The first amendment claim would not be time barred as the "gag order" prohibiting plaintiff from communicating with the press was not issued until December 1985. Therefore, the court grants permission to file a late notice of claim as to the § 1983 first amendment claim.



[1] As an initial matter, this court addresses defendants' contention that this court lacks subject matter jurisdiction to grant plaintiff's motion. Defendants' argue the instant application may not be made in a federal District Court. This argument is without merit. General Municipal Law Section 50-e(7) provides "All applications under this section shall be made to the supreme court or to the county court in a county where the action may properly be brought for trial or if an action to enforce the claim has been commenced, in the county where the action is pending...." An application to file a late notice of claim need not be heard before a state judge completely unfamiliar with the case. Plaintiff's application to file a late notice of claim is properly heard before this court since the action has been commenced in this court. Palazzo v. City of New York, 444 F. Supp. 1089 (E.D.N.Y.1978).

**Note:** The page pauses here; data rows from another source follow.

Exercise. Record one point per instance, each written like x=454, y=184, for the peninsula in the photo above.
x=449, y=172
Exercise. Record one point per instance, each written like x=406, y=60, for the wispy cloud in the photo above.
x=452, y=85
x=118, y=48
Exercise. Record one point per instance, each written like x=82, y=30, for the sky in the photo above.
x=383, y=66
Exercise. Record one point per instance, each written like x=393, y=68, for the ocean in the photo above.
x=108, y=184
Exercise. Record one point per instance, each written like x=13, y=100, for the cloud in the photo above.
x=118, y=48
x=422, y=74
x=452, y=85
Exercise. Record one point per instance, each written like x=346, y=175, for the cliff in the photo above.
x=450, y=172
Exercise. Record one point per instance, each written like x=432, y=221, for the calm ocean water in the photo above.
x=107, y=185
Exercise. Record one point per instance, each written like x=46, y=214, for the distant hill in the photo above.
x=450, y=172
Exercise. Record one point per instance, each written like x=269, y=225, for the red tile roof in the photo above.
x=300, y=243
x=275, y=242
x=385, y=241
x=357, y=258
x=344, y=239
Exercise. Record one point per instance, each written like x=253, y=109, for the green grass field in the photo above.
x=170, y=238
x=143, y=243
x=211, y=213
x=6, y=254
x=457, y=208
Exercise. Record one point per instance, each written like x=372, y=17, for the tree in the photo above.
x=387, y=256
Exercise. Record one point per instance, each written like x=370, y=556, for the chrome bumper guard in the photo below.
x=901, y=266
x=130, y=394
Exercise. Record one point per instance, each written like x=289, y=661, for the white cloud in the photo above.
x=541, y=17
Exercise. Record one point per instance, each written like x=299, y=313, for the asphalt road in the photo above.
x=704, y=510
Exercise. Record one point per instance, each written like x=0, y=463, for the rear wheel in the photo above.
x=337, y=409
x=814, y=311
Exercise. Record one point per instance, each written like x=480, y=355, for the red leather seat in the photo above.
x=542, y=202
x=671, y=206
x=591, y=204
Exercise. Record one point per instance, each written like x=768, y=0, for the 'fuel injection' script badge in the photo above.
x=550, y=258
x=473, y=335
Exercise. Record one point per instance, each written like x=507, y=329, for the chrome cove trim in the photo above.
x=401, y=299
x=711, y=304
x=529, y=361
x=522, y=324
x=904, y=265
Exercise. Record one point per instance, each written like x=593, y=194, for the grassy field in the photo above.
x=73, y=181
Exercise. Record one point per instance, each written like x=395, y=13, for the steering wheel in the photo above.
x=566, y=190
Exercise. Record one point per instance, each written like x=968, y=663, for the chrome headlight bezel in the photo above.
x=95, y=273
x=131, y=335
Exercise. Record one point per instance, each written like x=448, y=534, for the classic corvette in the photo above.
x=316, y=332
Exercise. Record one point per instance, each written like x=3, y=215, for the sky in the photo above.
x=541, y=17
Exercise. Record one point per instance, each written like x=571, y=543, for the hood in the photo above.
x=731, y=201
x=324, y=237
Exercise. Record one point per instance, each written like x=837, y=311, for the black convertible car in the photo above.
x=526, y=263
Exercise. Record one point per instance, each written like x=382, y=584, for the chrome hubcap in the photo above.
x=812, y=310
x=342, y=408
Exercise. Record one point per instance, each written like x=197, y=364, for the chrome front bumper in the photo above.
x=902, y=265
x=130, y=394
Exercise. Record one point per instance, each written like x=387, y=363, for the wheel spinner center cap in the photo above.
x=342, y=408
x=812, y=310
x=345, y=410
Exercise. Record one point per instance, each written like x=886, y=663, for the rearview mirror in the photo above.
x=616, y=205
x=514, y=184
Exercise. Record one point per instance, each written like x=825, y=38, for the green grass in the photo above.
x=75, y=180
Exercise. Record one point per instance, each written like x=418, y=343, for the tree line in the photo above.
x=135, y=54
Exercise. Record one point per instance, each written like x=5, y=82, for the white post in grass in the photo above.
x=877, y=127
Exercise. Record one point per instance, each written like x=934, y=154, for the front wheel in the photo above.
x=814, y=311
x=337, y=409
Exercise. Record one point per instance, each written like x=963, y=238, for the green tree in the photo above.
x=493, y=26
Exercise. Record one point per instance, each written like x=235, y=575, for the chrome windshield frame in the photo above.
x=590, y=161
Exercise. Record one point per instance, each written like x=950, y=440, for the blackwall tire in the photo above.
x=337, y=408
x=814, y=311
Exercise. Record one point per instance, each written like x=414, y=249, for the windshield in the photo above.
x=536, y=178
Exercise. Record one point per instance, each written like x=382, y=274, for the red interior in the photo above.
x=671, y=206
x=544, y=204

[2] In considering an application to file a late notice of claim, among the criteria a court should consider is whether the municipality had notice of the pending action. Annis v. New York City Transit Authority, 108 A.D.2d 643 (1st Dept), 485 N.Y.S.2d 529 (1985); Hayden v. Incorporated Village of Hempstead, 103 A.D.2d 765 (2d Dept), 477 N.Y.S.2d 392 (1984). In the instant case, it is clear that the defendants had notice of the plaintiff's claim and that no prejudice to the municipality would result from the granting of permission to file late notice.

[3] An application to file notice of claim is deemed to be made at the time the proceeding was begun, not on the return date. Giblin v. Nassau County Medical Center, 61 N.Y.2d 67, 471 N.Y.S.2d 563, 459 N.E.2d 856 (1984).